Some writers are great signers. Their handwriting is gorgeous, and/or they write personal notes that are as wonderful to read as their stories. A few of the artistic authors out there like Poppy Z. Brite and Stuart MacBride sometimes draw sketches in their books, which makes them instant, one-of-a-kind treasures.

Some serious book collectors prefer name-only autographed books, or what Stephen King called flatsigned editions. This is when the author signs just their name directly on a page, usually the title page. I rarely flatsign books because it seems a little impersonal to me, but there are web sites out there now like this one where you can buy them.

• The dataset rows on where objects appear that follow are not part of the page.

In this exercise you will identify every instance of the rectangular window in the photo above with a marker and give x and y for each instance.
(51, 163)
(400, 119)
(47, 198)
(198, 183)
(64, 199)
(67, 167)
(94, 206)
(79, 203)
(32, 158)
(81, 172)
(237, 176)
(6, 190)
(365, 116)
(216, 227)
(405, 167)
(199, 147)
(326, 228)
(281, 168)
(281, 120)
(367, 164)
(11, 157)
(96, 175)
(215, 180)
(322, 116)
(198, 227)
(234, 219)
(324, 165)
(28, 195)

What most interests me is what an author puts above their signature as a sign-off phrase. "Best Wishes" is the most common, and I still use that myself. I try to use different sign-offs for each pseudonym, i.e. Blessings, Rebecca Kelly and Best Wishes, S.L. Viehl. When I branched out into vampire fiction, I wanted something different that tied into the series, which is when I came up with Always, Lynn Viehl as a sign-off.

Readers, who are some of your favorite signers, and writers, how are you going to sign your books? Let us know in comments.

31 comments:

  1. I've pretty much settled on writing the person's name (always ask how to spell it!), then just, "Enjoy!", and my signature.

    I can't take the pressure of being clever each and every time!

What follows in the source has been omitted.